Throughout Nothing to Envy, television symbolizes the ways in which North Korean citizens are given the illusion of choice and freedom within the crushing omnipresence of the Kim dynasty’s propaganda machine. By the 1990s, television was a permanent fixture in most households in the developed world. Television is a way of connecting with other perspectives, escaping into fantasy, and staying informed in a practical way. In North Korea, however, owning a television was—and still is—not just a luxury but a government-issued privilege. Author Barbara Demick reports that in the mid-1990s, North Korean citizens had to apply for permits to obtain a television—and once they were granted that permission, they found that their televisions broadcast only state programming on a constant loop. Televisions, then, provide certain North Korean households with the illusion of luxury and freedom while continuing to serve only the state’s interest by broadcasting incessant propaganda. The regime, she suggests, issue televisions to prominent members of certain communities so that their propaganda can reach entire villages of citizens who huddle around their more-privileged neighbors’ televisions to watch news broadcasts, documentaries, and other programming that serves to glorify the regime and perpetuate false information about the goings-on within North Korea and in the outside world. Throughout the book, Demick invokes the symbol of television to illustrate the dangerous, insidious character of North Korean propaganda.
Television Quotes in Nothing to Envy
North Korea invites parody. We laugh at the excesses of the propaganda and the gullibility of the people. But consider that their indoctrination began in infancy, during the fourteen-hour days spent in factory day-care centers; that for the subsequent fifty years' every song, film, newspaper article, and billboard was designed to deify Kim Il-sung; that the country was hermetically sealed to keep out anything that might cast doubt on Kim Il-sung's divinity Who could possibly resist?
The propaganda machine launched a new campaign, playing up Korean pride by recalling a largely apocryphal fable from 1938-39 in which Kim Il-sung commanded a small band of anti-Japanese guerrillas "fighting against thousands of enemies in 20 degrees below zero, braving through a heavy snowfall and starvation." […] The Arduous March, as they called it, would later become a metaphor for the famine. […] Enduring hunger became part of one's patriotic duty.

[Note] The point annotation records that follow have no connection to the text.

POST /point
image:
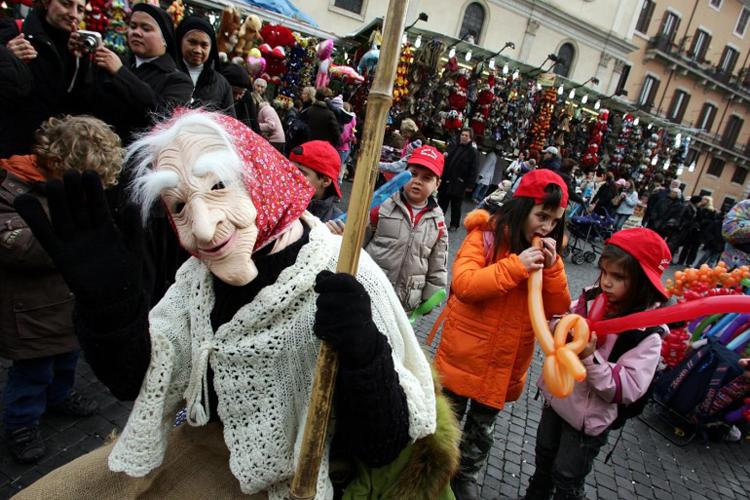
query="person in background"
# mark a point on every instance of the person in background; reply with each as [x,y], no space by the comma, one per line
[196,39]
[270,126]
[128,95]
[460,170]
[322,123]
[259,91]
[628,200]
[551,159]
[736,232]
[410,242]
[487,342]
[484,178]
[244,105]
[43,48]
[320,164]
[36,306]
[408,130]
[348,139]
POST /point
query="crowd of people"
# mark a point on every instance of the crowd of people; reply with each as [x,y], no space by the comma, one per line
[158,214]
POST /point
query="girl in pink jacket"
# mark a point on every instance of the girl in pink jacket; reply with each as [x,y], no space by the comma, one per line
[619,368]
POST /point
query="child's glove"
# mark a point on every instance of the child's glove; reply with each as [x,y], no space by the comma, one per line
[344,318]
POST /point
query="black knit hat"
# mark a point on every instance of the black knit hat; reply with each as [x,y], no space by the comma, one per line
[191,23]
[236,75]
[165,25]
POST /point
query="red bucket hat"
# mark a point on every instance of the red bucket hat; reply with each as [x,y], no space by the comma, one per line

Billboards went up in Pyongyang touting the new slogan, "Let's Ear Two Meals a Day." North Korean television ran a documentary about a man whose stomach burst, it was claimed, from eating too much rice.
Listening to South Korean television was like looking in the mirror for the first time in your life and realizing you were unattractive. North Koreans were always told theirs was the proudest country in the world, but the rest of the world considered it a pathetic, bankrupt regime. Jun-sang knew people were starving. He knew that people were dragged off to labor camps; but he had never before heard these figures. Surely South Korean news reports were exaggerated, just like North Korean propaganda?
He reminded himself: You don’t talk politics as long as you live in North Korea. Not with your best friend, not with your teachers or your parents, and certainly not with your girlfriend. Jun-sang never discussed his feelings about the regime with Mi-ran. He didn't tell her he was watching South Korean television, and reading pamphlets about capitalism. He certainly did not tell her that he had begun to harbor fantasies of defecting.